The storage account module had three stray backticks at the end
main.bicep struggled with correctly setting scopes

The conclusion
For an initial test, the Continue extension worked very well overall. The experience felt quite similar to GitHub Copilot.
I got the files I asked for, and the generated code definitely looked like Bicep, but the elephant in the room is that I still didn’t get anything deployable straight out of the box.
How to make it better
The generated code was Bicep, but it still struggled with fairly basic Bicep concepts. So the next step was figuring out how to improve the output quality.
Instructions
Most LLMs are not especially well-trained for Bicep because, while it’s widely used within Azure environments, it doesn’t have the same broader ecosystem exposure as languages like Python or JavaScript.
Because of that, giving the agent proper instructions becomes extremely important.
You may already be using instruction files with cloud-based AI assistants, but with local LLMs they are almost mandatory due to the more limited resources and context windows.
For the instructions, I cheated a bit and used Claude Opus through Copilot to generate a proper ruleset for Bicep code generation.
The difference in output quality was huge!
The setup is simple:
- Create an .md file under .continue/rules
- Add your coding rules and conventions there
I named mine bicep.md, and you can download it here.

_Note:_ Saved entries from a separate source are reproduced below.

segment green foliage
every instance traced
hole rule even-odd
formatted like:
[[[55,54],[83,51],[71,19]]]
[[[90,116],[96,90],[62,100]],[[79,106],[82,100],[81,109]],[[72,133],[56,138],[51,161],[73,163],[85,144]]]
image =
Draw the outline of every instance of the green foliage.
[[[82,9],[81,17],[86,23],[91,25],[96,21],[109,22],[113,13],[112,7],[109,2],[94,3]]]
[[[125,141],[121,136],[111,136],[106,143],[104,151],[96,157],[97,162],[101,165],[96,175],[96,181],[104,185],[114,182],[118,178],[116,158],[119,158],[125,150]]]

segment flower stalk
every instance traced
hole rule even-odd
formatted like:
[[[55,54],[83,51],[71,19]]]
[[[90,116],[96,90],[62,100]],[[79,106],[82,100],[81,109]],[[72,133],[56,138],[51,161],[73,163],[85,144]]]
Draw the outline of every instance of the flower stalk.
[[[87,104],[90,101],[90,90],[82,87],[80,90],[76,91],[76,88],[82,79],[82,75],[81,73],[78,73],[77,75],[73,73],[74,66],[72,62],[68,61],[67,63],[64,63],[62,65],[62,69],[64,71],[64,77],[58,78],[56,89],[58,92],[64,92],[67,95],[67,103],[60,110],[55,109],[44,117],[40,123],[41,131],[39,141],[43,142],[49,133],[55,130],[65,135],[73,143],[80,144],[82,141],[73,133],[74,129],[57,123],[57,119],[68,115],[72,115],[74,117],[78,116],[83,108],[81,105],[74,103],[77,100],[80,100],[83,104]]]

Giving your agent smaller tasks
This is just as important as instruction files and this was also the case with cloud LLMs couple of years ago. Local models have limited context windows, so splitting work into smaller tasks improves both reliability and speed. The model no longer needs to reason about the entire codebase in a single pass. This will lower the chances of hallucinations and missing code significantly.
Take #2
With the instructions in place, I reran the task but split it into multiple smaller prompts.
You can see below that Continue now correctly detects and uses the rules file:

The improvement in output quality was honestly pretty dramatic.

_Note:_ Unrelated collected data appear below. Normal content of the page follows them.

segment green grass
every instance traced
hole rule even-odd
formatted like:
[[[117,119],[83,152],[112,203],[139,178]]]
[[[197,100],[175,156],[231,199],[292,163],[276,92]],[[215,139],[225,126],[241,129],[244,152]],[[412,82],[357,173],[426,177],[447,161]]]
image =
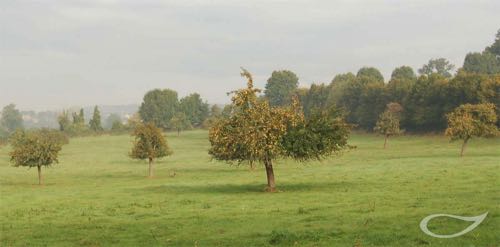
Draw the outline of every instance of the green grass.
[[[168,134],[174,155],[131,160],[129,136],[71,139],[60,164],[12,167],[0,148],[1,246],[499,246],[500,139],[354,135],[357,149],[322,162],[276,162],[280,192],[262,192],[262,167],[211,161],[205,131]],[[175,171],[176,176],[171,174]],[[427,215],[489,215],[475,230],[438,239]],[[455,233],[467,222],[429,228]]]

Next, I generated the resource group module separately, and that also looked much better:

Finally, I asked it to generate main.bicep while giving both modules as context:

And this is what the final main.bicep looked like:

Hooray! We finally have some decent-looking and deployable Bicep code!
Final thoughts
It turns out that generating working Bicep code using fully local LLMs is absolutely possible, but getting there requires some tuning.
Hopefully this article helps you avoid some of the trial-and-error process I had to go through myself.
In the end, the biggest factor is still hardware. The more powerful your machine is, the less tweaking you’ll need.
On a modern machine with enough RAM, you can get surprisingly close to the cloud-based Copilot experience. Larger models can often complete tasks correctly in a single prompt and do it much faster as well.
That said, a proper instructions file is still extremely valuable, even with more capable hardware.